The core problem, critics argue, lies in the program's design. Medicaid is a joint federal-state partnership where the federal government matches state spending—ranging from 50% in many states to nearly 77% in Mississippi. This creates a perverse incentive: states have little motivation to root out fraud because the federal government picks up most of the tab. Instead, some states have learned to game the reimbursement system to pull down even more federal dollars.

Republicans have long proposed replacing the open-ended federal match with fixed block grants. Under this model, each state would receive a set amount of federal funding, giving state officials a direct financial stake in controlling costs and eliminating waste. Block grants would remove the incentive to inflate claims or look the other way when fraud occurs.

New work requirements for able-bodied adults are another tool aimed at limiting enrollment to those who genuinely need assistance. But fraudsters have adapted by targeting conditions like autism and hospice care, where work requirements do not apply. California's hospice industry exploded from 630 providers in 2014 to 2,098 by 2023—a 330% increase that state officials failed to question until federal investigators stepped in.

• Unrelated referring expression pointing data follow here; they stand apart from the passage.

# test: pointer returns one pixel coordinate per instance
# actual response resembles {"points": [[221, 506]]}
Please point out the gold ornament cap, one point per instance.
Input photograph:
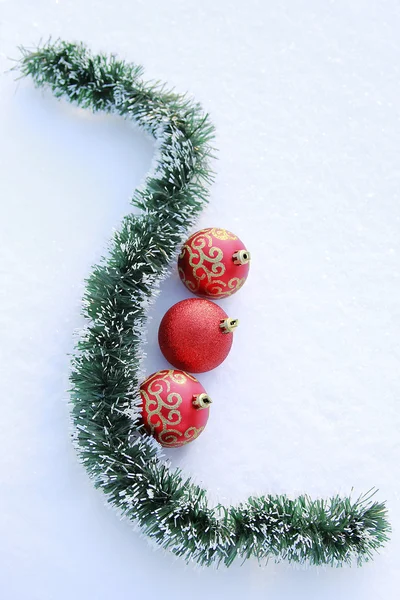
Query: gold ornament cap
{"points": [[228, 325], [201, 401], [241, 257]]}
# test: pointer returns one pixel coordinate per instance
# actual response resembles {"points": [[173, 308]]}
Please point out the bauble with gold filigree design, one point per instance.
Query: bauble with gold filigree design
{"points": [[213, 263], [175, 407], [196, 335]]}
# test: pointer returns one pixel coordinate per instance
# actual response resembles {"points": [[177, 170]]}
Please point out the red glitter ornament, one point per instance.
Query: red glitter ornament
{"points": [[196, 335], [213, 263], [175, 407]]}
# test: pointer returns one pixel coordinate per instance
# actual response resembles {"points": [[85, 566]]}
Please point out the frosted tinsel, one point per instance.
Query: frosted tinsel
{"points": [[126, 464]]}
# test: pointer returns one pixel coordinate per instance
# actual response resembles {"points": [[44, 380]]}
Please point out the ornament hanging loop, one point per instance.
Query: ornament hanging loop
{"points": [[201, 401], [228, 325], [241, 257]]}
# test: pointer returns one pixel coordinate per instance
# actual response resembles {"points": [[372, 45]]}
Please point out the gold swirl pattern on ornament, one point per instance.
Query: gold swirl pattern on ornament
{"points": [[201, 253], [171, 437], [222, 234], [154, 403]]}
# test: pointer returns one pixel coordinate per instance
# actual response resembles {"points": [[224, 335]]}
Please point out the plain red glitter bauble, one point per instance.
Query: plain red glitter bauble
{"points": [[191, 337], [213, 263], [175, 407]]}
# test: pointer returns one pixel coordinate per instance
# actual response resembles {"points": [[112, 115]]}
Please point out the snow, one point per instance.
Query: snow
{"points": [[304, 96]]}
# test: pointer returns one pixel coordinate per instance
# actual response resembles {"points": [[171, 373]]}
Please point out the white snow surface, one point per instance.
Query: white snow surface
{"points": [[305, 98]]}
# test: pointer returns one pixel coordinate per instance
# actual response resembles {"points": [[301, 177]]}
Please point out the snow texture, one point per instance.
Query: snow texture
{"points": [[305, 98]]}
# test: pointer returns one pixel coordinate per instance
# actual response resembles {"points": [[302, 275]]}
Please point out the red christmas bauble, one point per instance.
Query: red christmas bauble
{"points": [[195, 335], [213, 263], [175, 407]]}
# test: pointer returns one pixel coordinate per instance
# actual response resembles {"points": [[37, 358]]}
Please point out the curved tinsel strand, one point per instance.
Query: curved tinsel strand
{"points": [[125, 464]]}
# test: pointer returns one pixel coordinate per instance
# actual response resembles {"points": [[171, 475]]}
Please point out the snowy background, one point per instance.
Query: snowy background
{"points": [[305, 98]]}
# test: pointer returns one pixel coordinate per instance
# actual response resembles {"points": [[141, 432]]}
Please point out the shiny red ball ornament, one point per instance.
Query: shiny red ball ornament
{"points": [[196, 335], [175, 407], [213, 263]]}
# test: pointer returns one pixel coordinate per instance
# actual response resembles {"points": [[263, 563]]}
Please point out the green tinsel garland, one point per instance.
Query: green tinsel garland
{"points": [[127, 465]]}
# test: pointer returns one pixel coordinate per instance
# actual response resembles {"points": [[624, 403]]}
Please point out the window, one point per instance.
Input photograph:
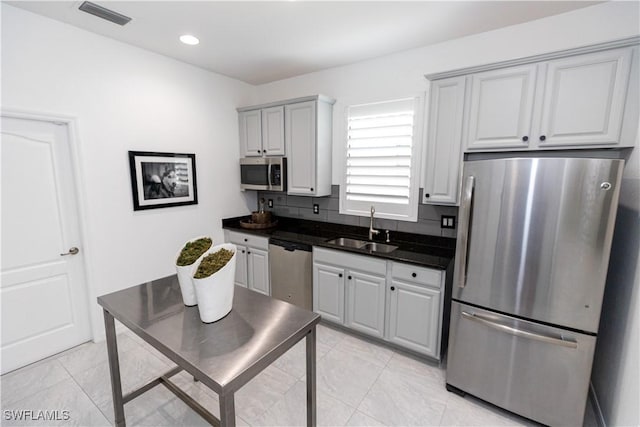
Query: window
{"points": [[380, 165]]}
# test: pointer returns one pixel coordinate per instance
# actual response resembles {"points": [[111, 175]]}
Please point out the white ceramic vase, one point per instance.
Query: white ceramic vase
{"points": [[215, 293], [185, 273]]}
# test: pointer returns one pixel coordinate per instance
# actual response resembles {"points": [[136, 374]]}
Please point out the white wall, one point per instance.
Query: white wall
{"points": [[125, 98], [616, 367], [399, 75], [129, 99], [616, 375]]}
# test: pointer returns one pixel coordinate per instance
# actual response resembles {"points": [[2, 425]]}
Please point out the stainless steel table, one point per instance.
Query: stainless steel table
{"points": [[223, 355]]}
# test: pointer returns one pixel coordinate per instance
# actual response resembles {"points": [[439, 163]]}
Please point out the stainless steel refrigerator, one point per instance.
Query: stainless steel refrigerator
{"points": [[533, 246]]}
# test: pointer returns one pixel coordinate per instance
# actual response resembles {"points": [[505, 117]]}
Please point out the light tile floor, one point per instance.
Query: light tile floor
{"points": [[359, 384]]}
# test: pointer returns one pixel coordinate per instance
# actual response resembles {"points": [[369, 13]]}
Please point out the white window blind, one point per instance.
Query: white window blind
{"points": [[380, 159]]}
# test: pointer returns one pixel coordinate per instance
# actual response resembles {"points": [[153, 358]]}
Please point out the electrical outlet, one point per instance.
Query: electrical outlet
{"points": [[448, 221]]}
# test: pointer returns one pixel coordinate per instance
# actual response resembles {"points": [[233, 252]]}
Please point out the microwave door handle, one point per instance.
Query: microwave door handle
{"points": [[460, 271]]}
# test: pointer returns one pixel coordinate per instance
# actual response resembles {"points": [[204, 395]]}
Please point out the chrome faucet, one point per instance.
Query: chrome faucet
{"points": [[372, 231]]}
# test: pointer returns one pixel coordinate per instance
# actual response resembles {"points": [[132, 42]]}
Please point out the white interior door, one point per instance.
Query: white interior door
{"points": [[43, 295]]}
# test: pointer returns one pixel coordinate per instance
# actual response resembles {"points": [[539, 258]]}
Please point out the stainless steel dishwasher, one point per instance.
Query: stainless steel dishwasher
{"points": [[291, 274]]}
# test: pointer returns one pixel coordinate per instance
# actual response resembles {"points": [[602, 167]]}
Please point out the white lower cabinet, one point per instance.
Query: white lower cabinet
{"points": [[414, 317], [328, 292], [415, 308], [397, 302], [365, 303], [252, 262], [349, 290]]}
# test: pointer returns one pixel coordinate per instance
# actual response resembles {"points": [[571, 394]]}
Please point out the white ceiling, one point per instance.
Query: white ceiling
{"points": [[264, 41]]}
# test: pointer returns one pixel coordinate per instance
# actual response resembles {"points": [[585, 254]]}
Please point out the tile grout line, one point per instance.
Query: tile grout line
{"points": [[371, 386], [39, 390], [85, 393]]}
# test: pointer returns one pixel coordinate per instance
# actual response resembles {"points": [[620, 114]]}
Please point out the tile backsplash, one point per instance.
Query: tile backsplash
{"points": [[302, 207]]}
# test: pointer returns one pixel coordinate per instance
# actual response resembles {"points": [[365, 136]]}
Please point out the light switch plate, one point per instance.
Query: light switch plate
{"points": [[447, 221]]}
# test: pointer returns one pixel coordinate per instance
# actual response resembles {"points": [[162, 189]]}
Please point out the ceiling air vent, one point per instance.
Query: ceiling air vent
{"points": [[104, 13]]}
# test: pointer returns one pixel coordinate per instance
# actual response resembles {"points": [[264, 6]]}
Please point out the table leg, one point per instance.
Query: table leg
{"points": [[227, 410], [114, 369], [311, 378]]}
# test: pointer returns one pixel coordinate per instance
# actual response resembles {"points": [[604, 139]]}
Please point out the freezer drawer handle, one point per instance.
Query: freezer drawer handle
{"points": [[460, 271], [520, 332]]}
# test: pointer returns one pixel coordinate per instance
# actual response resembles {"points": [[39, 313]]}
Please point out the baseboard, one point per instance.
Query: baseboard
{"points": [[596, 406]]}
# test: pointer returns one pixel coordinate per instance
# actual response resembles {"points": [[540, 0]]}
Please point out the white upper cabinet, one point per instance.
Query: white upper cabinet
{"points": [[578, 101], [300, 129], [584, 98], [301, 135], [250, 133], [443, 151], [308, 137], [273, 131], [501, 107]]}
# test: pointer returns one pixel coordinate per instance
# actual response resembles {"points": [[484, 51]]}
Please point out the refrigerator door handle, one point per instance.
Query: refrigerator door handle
{"points": [[460, 272], [519, 332]]}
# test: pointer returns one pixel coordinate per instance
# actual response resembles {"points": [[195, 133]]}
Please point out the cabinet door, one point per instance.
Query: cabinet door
{"points": [[584, 99], [328, 292], [501, 107], [365, 303], [258, 270], [414, 317], [250, 133], [443, 154], [273, 131], [300, 134], [241, 266]]}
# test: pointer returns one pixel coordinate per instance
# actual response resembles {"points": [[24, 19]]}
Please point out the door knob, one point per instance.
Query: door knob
{"points": [[72, 251]]}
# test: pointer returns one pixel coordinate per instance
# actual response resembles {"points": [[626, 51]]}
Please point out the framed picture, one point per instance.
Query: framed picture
{"points": [[161, 180]]}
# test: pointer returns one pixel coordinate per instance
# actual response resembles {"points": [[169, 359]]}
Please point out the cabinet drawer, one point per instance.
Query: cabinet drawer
{"points": [[418, 275], [247, 239], [349, 261]]}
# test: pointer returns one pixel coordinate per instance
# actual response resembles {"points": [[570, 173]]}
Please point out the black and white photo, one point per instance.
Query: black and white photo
{"points": [[161, 180]]}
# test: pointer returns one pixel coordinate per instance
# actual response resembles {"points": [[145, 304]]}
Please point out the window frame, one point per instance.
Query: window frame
{"points": [[383, 210]]}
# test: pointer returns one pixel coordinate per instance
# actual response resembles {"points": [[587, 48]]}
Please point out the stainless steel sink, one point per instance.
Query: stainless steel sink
{"points": [[348, 243], [363, 244], [379, 247]]}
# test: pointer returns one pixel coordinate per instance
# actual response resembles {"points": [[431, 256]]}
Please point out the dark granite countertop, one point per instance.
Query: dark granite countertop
{"points": [[426, 251]]}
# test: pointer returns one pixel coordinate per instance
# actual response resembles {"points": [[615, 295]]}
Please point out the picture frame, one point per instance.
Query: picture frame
{"points": [[162, 180]]}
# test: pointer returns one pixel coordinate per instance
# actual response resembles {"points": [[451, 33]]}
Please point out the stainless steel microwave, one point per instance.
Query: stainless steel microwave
{"points": [[263, 173]]}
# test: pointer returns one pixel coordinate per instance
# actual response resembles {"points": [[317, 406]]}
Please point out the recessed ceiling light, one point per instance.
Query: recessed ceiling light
{"points": [[189, 39]]}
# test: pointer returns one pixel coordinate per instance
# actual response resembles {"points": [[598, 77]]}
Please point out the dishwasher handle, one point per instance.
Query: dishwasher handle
{"points": [[290, 246]]}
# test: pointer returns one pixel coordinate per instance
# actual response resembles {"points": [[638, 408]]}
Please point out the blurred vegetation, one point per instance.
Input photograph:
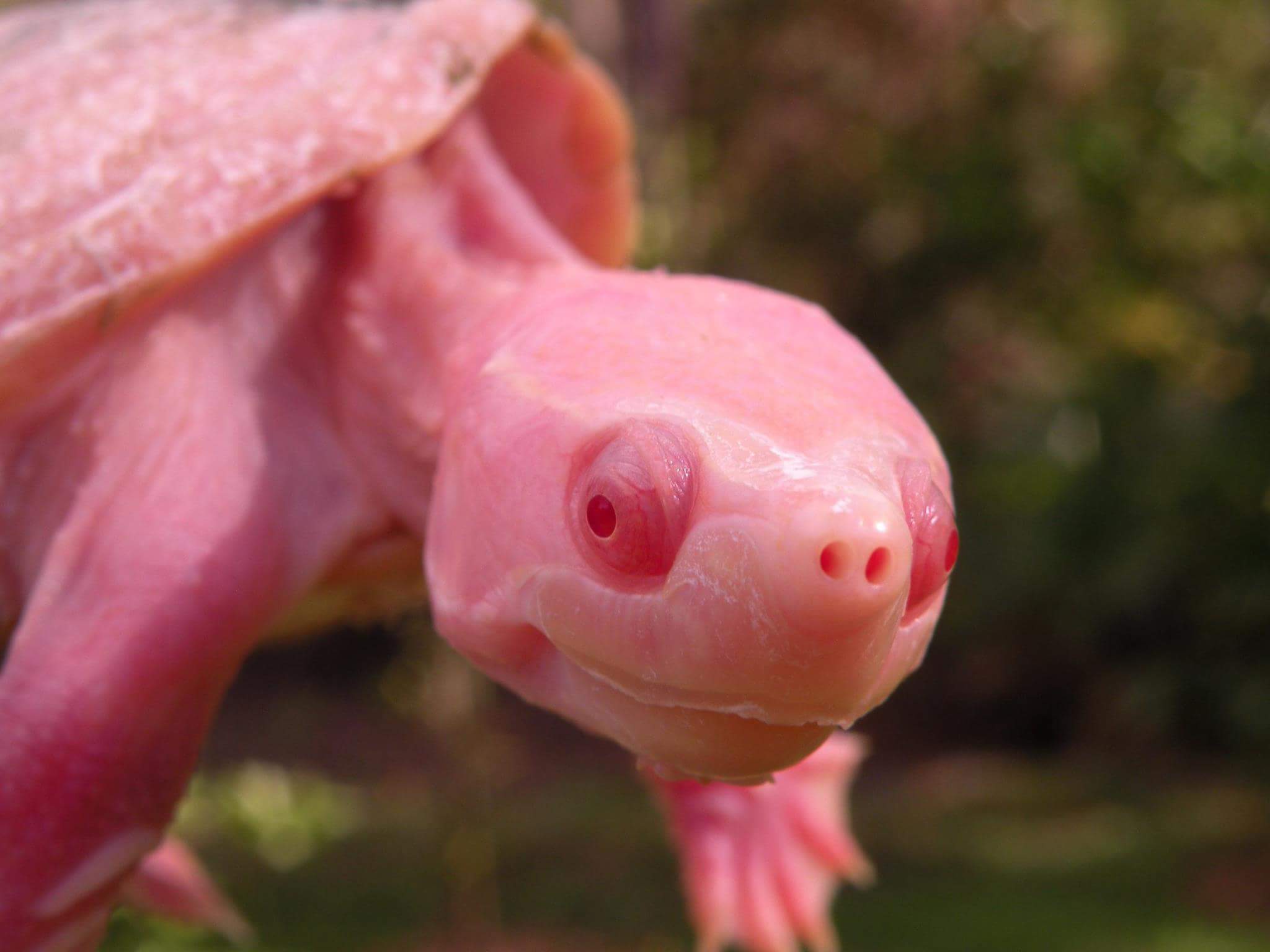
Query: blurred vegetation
{"points": [[1050, 220], [1052, 223]]}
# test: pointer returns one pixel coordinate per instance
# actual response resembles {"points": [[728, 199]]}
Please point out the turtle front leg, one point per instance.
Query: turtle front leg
{"points": [[145, 521], [761, 865]]}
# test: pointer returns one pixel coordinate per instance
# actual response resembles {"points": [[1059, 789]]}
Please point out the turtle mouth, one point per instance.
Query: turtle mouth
{"points": [[726, 735]]}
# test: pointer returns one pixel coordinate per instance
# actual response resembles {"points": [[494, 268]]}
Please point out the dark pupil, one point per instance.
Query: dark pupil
{"points": [[601, 517]]}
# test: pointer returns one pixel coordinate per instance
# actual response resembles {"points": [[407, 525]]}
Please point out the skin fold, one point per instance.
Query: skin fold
{"points": [[685, 513]]}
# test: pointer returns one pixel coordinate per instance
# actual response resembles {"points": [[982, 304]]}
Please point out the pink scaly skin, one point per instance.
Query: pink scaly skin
{"points": [[171, 883], [685, 513], [761, 863]]}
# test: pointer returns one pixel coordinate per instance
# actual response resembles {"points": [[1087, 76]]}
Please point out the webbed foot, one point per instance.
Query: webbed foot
{"points": [[761, 863]]}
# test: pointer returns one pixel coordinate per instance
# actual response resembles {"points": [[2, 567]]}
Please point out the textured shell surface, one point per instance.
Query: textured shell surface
{"points": [[141, 141]]}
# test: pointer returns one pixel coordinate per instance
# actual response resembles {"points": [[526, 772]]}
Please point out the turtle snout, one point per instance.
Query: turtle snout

Under the current system, states often pass inflated costs to Washington and accuse critics of being heartless or racist when spending is questioned. Minnesota officials employed this tactic even as their own fraud problem grew. The combination of vast government money, complex billing systems, and progressive politicians eager to spend has created a fertile ground for abuse.

Medicaid block grants would change that calculus. States would have a stronger incentive to police their rolls, verify eligibility, and ensure that every dollar serves its intended purpose. As federal debt mounts and ordinary Americans struggle with inflation, the case for a reform that cuts fraud while preserving care for the truly needy has never been stronger.